Im Schlossmuseum sind nun Häkelriffe zwischen Quallen, Schnecken, Ammoniten und Haifischzähnen zu bewundern. Um das Österreichische herauszustreichen, baten die Wertheims in Anlehnung an die Technik des Blaudrucks um Korallen in Indigo und Weiß: Mit Perlen und Pailletten besetzte Formen entstanden. Babyblaue Rosetten. Eisbergig, wattig, tüllig, fleischig, kohlköpfig, muschelig, anemonenhaft, nahezu schleimig, obwohl haarig und wollig.
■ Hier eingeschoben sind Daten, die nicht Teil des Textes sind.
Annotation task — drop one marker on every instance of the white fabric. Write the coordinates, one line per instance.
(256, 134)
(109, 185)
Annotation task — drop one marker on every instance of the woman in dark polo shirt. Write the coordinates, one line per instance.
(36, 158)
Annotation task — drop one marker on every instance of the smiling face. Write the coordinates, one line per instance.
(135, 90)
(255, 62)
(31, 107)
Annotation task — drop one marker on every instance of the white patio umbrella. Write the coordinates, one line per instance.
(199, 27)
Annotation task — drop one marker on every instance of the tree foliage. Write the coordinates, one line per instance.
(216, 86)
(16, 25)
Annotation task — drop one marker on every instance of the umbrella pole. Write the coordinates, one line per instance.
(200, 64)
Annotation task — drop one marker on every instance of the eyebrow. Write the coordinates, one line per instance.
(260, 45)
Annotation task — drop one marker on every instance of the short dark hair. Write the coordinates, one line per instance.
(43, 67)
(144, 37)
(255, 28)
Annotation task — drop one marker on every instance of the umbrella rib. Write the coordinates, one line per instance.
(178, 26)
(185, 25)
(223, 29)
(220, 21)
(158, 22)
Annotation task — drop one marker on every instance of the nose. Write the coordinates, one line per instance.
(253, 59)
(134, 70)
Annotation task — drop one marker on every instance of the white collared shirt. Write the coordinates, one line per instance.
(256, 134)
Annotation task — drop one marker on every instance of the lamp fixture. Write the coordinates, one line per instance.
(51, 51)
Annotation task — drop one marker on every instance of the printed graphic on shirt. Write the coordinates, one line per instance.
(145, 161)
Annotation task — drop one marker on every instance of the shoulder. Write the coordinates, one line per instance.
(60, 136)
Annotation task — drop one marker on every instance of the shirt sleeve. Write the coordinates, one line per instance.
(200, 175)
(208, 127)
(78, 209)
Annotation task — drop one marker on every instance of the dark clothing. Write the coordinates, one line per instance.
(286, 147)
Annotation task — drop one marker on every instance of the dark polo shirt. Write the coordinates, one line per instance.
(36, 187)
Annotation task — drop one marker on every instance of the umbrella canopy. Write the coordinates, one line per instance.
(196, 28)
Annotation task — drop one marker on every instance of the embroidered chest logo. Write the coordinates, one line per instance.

Ein wesentliches Element dieses Kunstprojekts bildet die Partizipation. Die Initiatorinnen geben den Anstoß, die Kleinarbeit wird dann in Häkelgruppen verrichtet. Seit Februar 2023 beteiligten sich tausende Handarbeiterinnen, viele von ihnen kamen das erste Mal überhaupt ins Museum, überschritten diese symbolische Grenze, um aktiv bei einer Ausstellung mitzumachen, holten Wollknäuel aus Schränken und Schubladen. Manche begleitet von Kindern und Männern, die sich an dieser Technik versuchten, die nur per Hand auszuführen ist. Stricken kann auch eine Maschine, Häkeln nicht.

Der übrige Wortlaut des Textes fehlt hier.